Mercure nommé Galant par les Dieux §

Mercure Galant, février 1683 [tome 2], p. 169-171

On a souvent demandé pourquoy Mercure prenoit le nom de Galant, luy qui n’estoit en réputation parmy les Dieux, que de sçavoir s’acquiter d’un message avec adresse. Mr Perry de Compiegne, qui est sans-doute Amy de ce Dieu, en a donné la raison dans les Vers qui suivent.

MERCURE
NOMMÉ GALANT
par les Dieux.

Un jour les Dieux estant à table,
 Se mirent tous de belle humeur,
 Chacun rioit du meilleur de son cœur,
Et prenoit soin d’y paroistre agreable.
 Momus, comme on sçait, grand parleur,
 Pendant toute cette ripaille
Parla beaucoup, mais ne dit rien qui vaille,
 Et ce luy fut un grand malheur.
Mercure qui pour lors tout chargé de nouvelles
 Venoit de courir les Ruelles,
 En fit un conte à la celeste Cour,
Et l’entretint si bien des secrets de l’amour,
Que jusques au recit de la moindre avanture
 Chacun admira son talent.
 Aussi depuis ce temps Mercure
 Fut nommé Mercure Galant.

[Mort de M. le Comte de Schaffsbury]* §

Mercure Galant, février 1683 [tome 2], p. 192-209

Nous avons perdu Madame la Chanceliere Seguier, morte icy dans son Hôtel le sixiéme de ce mois. Sa vertu & sa pieté n’ont pas paru avec moins d’éclat dans ses derniers jours, qu’elles en ont eu pendant tout le cours d’une vie aussi illustre qu’on l’a veuë heureuse & longue. Elle estoit âgée de quatre-vingts huit ans, & l’on peut dire qu’elle les a tous passez dans un exercice continuel de devotion & de charité. Les larmes de tous les Pauvres en sont des marques d’autant plus glorieuses, qu’elles sont sinceres. Elle leur faisoit donner tous les ans un quart de son revenu. Les derniers soins qu’elle eut en mourant, & les dernieres paroles qu’elle prononça, furent pour eux ; car quoy qu’elle mourust dans le sein de sa Famille, environnée de tous ses Enfans qu’elle aimoit tres-tendrement, & qui ne pouvoient luy déguiser leur douleur, elle ne se souvint, & ne parla que des Pauvres.

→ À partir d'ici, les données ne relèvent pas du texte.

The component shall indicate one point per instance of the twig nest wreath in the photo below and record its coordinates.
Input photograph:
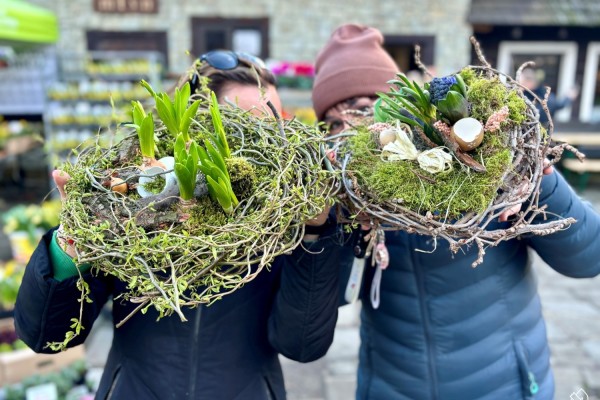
(245, 184)
(448, 157)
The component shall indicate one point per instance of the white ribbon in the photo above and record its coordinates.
(433, 160)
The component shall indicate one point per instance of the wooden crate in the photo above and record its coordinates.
(20, 364)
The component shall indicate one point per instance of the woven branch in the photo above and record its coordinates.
(142, 242)
(520, 186)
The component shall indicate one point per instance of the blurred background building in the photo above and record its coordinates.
(69, 68)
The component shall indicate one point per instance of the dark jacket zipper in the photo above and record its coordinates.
(194, 355)
(425, 316)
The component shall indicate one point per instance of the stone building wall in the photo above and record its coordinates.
(297, 29)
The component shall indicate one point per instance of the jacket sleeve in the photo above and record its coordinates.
(574, 251)
(304, 314)
(45, 306)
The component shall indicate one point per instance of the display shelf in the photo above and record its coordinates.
(93, 94)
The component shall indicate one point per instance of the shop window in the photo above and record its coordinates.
(557, 60)
(590, 93)
(126, 6)
(250, 35)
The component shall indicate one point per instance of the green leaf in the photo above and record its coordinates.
(222, 195)
(184, 178)
(146, 136)
(167, 114)
(379, 110)
(453, 107)
(216, 157)
(220, 139)
(182, 96)
(460, 85)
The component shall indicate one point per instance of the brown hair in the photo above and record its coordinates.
(246, 73)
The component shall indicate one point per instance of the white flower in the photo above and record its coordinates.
(400, 149)
(435, 160)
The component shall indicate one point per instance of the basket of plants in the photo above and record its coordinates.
(446, 158)
(196, 201)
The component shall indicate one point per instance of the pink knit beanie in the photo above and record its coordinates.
(352, 63)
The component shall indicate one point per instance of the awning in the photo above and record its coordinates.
(25, 22)
(535, 12)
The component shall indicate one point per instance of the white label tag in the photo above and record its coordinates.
(47, 391)
(355, 280)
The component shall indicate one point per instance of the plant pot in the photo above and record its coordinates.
(151, 175)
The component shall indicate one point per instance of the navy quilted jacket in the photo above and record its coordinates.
(447, 331)
(227, 351)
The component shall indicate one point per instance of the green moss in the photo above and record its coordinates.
(204, 216)
(155, 185)
(242, 175)
(448, 195)
(489, 95)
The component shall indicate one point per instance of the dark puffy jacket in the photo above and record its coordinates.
(228, 350)
(445, 330)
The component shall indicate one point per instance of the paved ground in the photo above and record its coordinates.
(571, 308)
(572, 311)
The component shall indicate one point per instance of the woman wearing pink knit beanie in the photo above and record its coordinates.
(352, 64)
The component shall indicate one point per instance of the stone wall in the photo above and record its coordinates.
(297, 29)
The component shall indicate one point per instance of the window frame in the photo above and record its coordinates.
(567, 69)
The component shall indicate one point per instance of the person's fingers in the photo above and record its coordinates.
(548, 168)
(319, 219)
(503, 217)
(60, 179)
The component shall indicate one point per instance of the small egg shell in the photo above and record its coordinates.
(118, 185)
(468, 133)
(387, 136)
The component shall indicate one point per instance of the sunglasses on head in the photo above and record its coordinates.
(225, 60)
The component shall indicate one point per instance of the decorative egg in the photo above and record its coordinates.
(468, 133)
(387, 136)
(118, 185)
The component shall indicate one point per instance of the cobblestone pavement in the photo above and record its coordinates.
(572, 311)
(571, 308)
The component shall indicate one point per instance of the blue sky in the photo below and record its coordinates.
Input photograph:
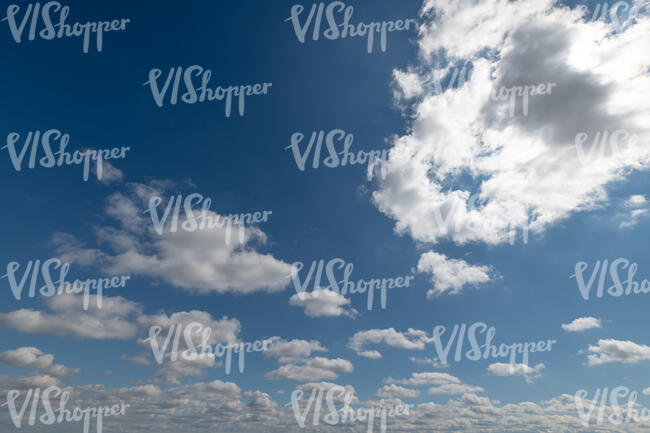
(242, 164)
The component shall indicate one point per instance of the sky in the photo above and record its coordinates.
(488, 208)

Vous sçavez qu’elle estoit Veuve de Messire Pierre Seguier, Duc de Villemor, Comte de Gien, Commandeur des Ordres du Roy, Chancelier & Garde des Sceaux de France, qui mourut il y a onze ans. Vous le nommer, c’est vous faire son éloge. Vous n’avez pas oublié que la France l’a regreté comme un des plus grands Hommes de son siecle, élevé par son seul mérite à la plus haute dignité du Royaume, apres avoir passé par tous les grands Emplois de la Robe. Il a esté quarante ans Chancelier, honoré de l’amitié de deux Roys, au service desquels il a eu un attachement inviolable, chery des Peuples, & admiré de tout le monde. Je ne vous dis point qu’il avoit un goust merveilleux pour les Lettres, & une estime particuliere pour tous ceux qui en font profession. Il suffit de vous faire souvenir qu’il estoit Protecteur de l’Académie Françoise, qualité si glorieuse, que le plus grand Roy du Monde a bien voulu la prendre apres luy.

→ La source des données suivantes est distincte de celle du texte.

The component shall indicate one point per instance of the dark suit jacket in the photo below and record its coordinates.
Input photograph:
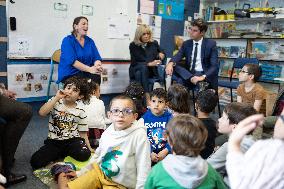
(209, 59)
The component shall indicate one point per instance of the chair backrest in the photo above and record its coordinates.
(56, 56)
(240, 62)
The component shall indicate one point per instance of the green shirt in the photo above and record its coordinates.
(159, 178)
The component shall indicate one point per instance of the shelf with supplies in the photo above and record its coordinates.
(246, 20)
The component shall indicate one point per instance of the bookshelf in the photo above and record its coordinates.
(261, 37)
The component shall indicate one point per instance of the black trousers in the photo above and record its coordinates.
(56, 149)
(15, 117)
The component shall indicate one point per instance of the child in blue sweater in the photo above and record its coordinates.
(155, 119)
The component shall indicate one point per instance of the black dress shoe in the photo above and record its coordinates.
(14, 179)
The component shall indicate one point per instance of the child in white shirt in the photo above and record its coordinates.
(96, 117)
(122, 159)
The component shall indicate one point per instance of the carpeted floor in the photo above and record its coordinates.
(32, 140)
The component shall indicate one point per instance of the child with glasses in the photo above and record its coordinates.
(155, 119)
(122, 159)
(250, 92)
(185, 168)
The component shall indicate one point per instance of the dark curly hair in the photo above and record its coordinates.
(160, 93)
(201, 24)
(178, 99)
(207, 100)
(136, 92)
(81, 84)
(94, 86)
(254, 69)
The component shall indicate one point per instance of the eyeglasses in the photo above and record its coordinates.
(193, 30)
(243, 71)
(146, 33)
(125, 112)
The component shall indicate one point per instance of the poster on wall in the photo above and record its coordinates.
(115, 77)
(30, 81)
(171, 9)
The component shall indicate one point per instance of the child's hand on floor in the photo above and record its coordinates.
(162, 154)
(154, 157)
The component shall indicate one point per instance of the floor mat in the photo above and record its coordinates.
(44, 174)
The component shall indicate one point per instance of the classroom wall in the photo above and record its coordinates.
(3, 42)
(168, 30)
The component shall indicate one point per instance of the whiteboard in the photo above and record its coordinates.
(41, 26)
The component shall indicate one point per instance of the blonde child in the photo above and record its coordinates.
(184, 168)
(67, 135)
(122, 159)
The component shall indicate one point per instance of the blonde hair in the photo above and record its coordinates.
(143, 28)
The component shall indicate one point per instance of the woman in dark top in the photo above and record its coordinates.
(146, 55)
(79, 54)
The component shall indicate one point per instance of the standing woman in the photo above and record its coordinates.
(79, 54)
(146, 55)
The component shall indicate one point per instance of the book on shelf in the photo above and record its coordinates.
(223, 51)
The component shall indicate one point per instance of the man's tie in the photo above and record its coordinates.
(194, 58)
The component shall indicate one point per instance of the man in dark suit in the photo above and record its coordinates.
(201, 59)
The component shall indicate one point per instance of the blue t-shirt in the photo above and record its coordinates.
(156, 126)
(71, 50)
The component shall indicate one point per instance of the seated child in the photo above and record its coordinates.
(96, 116)
(67, 135)
(136, 92)
(251, 92)
(262, 165)
(233, 113)
(155, 119)
(205, 103)
(184, 168)
(122, 159)
(178, 99)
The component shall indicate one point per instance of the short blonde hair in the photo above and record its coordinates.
(143, 28)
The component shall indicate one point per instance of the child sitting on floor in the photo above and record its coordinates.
(251, 92)
(67, 135)
(233, 113)
(205, 103)
(184, 168)
(262, 165)
(155, 119)
(96, 116)
(136, 92)
(122, 159)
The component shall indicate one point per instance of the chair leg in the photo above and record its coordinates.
(231, 91)
(193, 101)
(219, 108)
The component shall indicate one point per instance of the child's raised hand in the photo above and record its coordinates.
(154, 157)
(162, 154)
(60, 94)
(243, 128)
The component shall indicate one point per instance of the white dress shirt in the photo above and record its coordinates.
(198, 65)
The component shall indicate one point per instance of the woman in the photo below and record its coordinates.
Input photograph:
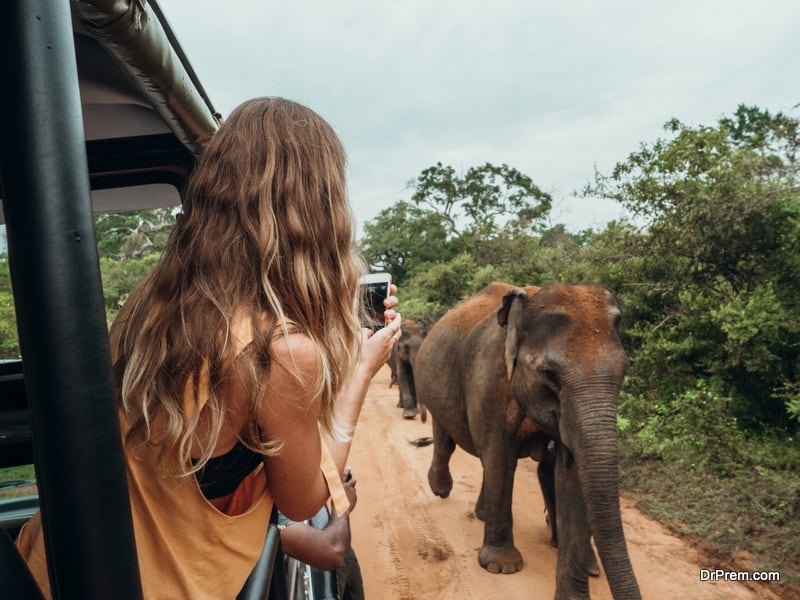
(239, 363)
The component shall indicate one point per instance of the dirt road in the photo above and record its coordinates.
(415, 546)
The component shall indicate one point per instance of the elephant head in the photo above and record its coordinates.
(565, 364)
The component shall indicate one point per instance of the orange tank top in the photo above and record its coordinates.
(186, 547)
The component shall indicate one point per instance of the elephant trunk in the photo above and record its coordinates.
(594, 444)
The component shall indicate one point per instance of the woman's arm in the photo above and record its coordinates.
(290, 414)
(375, 351)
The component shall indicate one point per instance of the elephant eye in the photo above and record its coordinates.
(551, 378)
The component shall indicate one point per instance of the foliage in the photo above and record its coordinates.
(450, 214)
(9, 342)
(713, 279)
(133, 234)
(471, 204)
(119, 279)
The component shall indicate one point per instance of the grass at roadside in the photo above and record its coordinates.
(749, 518)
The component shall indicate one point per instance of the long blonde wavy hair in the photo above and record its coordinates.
(266, 228)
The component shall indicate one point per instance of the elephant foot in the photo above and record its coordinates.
(410, 413)
(441, 481)
(500, 559)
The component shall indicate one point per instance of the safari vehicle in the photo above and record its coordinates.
(101, 112)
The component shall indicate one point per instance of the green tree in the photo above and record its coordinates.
(9, 341)
(714, 274)
(133, 234)
(451, 214)
(404, 236)
(481, 201)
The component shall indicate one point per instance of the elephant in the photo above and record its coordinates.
(401, 361)
(534, 372)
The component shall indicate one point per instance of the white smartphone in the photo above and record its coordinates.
(375, 289)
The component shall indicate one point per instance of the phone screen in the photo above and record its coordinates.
(376, 290)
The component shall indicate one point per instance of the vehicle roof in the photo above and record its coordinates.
(145, 113)
(145, 117)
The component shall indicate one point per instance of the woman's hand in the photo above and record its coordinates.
(377, 346)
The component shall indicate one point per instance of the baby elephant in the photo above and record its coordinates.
(506, 373)
(402, 361)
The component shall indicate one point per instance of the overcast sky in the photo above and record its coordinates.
(550, 88)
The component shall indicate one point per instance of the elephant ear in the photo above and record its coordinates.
(510, 317)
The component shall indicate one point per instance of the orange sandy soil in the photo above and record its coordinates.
(413, 545)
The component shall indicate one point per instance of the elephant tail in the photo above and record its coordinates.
(421, 442)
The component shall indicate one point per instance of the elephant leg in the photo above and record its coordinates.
(405, 379)
(439, 477)
(546, 472)
(575, 553)
(498, 553)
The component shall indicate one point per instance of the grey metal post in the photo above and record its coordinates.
(60, 310)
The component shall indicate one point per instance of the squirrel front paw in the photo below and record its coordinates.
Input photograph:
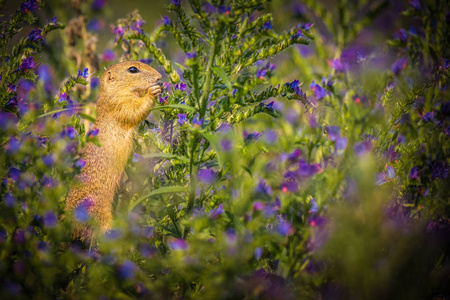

Il estoit d’une des plus nobles & des plus anciennes Maisons du Païs de Quercy, où le nom de Seguier a esté illustre dans l’Epée, longtemps avant qu’il l’ait esté icy dans la Robe, où par le mérite de ceux qui l’ont porté, il a esté élevé au comble des honneurs & des dignitez.

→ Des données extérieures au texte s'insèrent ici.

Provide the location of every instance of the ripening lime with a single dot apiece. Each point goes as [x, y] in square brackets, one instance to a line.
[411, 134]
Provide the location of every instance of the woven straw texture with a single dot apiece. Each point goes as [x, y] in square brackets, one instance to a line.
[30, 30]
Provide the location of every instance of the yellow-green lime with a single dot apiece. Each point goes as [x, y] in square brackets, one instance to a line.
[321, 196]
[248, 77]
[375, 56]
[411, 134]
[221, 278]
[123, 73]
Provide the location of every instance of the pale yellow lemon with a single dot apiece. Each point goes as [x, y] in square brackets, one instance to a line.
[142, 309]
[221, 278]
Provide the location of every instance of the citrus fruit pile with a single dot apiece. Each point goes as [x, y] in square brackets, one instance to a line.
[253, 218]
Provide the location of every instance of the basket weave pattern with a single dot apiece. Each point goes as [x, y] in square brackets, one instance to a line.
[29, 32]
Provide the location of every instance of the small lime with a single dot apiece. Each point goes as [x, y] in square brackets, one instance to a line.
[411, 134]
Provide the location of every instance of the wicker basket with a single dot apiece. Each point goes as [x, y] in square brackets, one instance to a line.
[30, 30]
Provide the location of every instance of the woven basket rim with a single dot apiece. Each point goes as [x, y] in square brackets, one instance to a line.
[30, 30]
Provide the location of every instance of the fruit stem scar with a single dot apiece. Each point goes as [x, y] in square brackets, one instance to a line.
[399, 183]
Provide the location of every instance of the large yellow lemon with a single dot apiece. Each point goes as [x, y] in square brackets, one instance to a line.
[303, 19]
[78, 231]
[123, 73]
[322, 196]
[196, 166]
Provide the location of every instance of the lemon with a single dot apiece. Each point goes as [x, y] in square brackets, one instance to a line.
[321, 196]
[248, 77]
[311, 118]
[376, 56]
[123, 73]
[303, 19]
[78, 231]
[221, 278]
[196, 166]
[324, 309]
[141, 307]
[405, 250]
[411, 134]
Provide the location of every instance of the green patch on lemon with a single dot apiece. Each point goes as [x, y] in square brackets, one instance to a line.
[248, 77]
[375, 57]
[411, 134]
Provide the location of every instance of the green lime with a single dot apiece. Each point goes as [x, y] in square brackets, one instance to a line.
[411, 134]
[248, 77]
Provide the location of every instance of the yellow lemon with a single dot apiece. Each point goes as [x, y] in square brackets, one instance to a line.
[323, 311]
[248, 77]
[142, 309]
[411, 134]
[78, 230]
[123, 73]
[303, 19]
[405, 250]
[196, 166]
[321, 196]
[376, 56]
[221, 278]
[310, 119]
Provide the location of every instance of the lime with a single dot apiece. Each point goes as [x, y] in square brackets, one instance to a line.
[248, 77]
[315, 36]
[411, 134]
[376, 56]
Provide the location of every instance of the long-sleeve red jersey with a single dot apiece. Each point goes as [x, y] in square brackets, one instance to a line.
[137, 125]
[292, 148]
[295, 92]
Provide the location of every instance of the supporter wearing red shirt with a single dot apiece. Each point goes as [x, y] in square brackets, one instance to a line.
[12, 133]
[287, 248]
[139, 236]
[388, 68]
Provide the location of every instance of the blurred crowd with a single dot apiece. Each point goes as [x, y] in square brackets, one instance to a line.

On n’a rien veu depuis fort longtemps d’aussi magnifique, ny d’aussi auguste, que le Spéctacle de la Pompe funebre qui se fit pour Madame la Chanceliere Seguier, dans l’Eglise de S. Eustache le Vendredy 12. de ce mois. Toutes les Personnes de la premiere qualité y estoient, Madame la Chanceliere ayant esté alliée par ses Enfans presque à tout ce qu’il y a de plus grand, & de plus illustre dans le Royaume. Elle avoit deux Filles, Marie & Charlote Seguier. Marie épousa en premieres nôces César du Cambout, Marquis de Coislin, Lieutenant General des Armées du Roy, Colonel General des Suisses & Grisons, tué au Siege d’Aire à l’âge de 28. ans, lors qu’il alloit estre honoré du Bâton de Maréchal de France. Je vous ay tant parlé de cette illustre Maison, où toutes les Vertus semblent estre naturelles & heréditaires, que je ne croy pas devoir repeter icy ce que personne n’ignore. De ce premier Mariage sont venus Armand du Cambout, Duc de Coislin, Pair de France, en qui la bravoure, la grandeur d’ame, la fermeté de courage, la sincerité, la bonne foy, & toutes les Vertus qui peuvent rendre illustre un Homme de sa qualité, se trouvent avec un fort grand éclat ; Pierre du Cambout de Coislin, Evesque d’Orleans, Abbé de S. Victor, & Premier Aumônier du Roy, regardé de tout le Clergé de France comme un des plus sages, des plus vertueux, & des plus éclairez Prélats qui le composent ; & Charles du Cambout, Chevalier de Coislin, digne de deux Freres si illustres.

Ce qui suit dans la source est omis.